China must take "urgent" action to reform its economy or risk "permanently lower growth", the International Monetary Fund said in a report Friday, citing mounting corporate debt as a major concern.
While near-term growth prospects remain good, Beijing's failure to move on long-promised reforms is raising the chances of a medium-term hard landing in the world's second-largest economy, it said.
China is seeking to restructure its economy to make the spending power of its nearly 1.4 billion people a key driver for growth, instead of massive government investment and cheap exports.
But the transition has caused growth to sputter.
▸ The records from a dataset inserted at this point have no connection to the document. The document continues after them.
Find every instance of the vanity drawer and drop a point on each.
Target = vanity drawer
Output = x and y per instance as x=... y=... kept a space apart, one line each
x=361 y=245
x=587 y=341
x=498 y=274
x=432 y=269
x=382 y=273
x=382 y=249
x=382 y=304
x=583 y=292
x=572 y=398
The Asian giant's economy expanded at 6.7 percent in the April-June period, the same as the first three months of the year and slowing from 6.9 percent in 2015 -- its weakest annual rate in a quarter of a century.
"China's economic transition will continue to be complex, challenging and potentially bumpy, against the backdrop of heightened downside risks and eroding buffers," the IMF report said.
"Vulnerabilities are still rising on a dangerous trajectory and fiscal and foreign exchange buffers, while still adequate, are eroding," it said.
Resource misallocation, corporate debt, excess capacity and financial opacity were major problems that needed to be addressed, it specified.
"While the challenges are still manageable, urgent action is needed to ensure they remain so," it added.
While Beijing has made verbal pledges to tackle such issues, it has not followed through in practice, the report noted, saying that "government policy and pronouncements seem to alternate between prioritising reform and growth".
The report cited growing corporate debt as a particular concern.
Excluding the financial sector, it stood at around 120 percent of GDP in 2015, estimates in the IMF document said, projecting it could grow by more than 20 points by 2021.
A June report by the China Academy of Social Sciences put the figure even higher, saying it could have already reached 156 percent back in 2014.
The IMF said that in the mid-term, failure to move would "add to vulnerabilities, worsen resource misallocation, and lead to permanently lower growth".
Beijing has no time to lose, the Washington-based institution said, recommending that "progress should be kick-started in the next few months."
The report painted a rosier picture for China's short-term prospects, saying that stimulus measures had created a "benign" outlook.
In July, the IMF upped its forecast for Chinese growth this year by 0.1 percentage points, to 6.6 percent.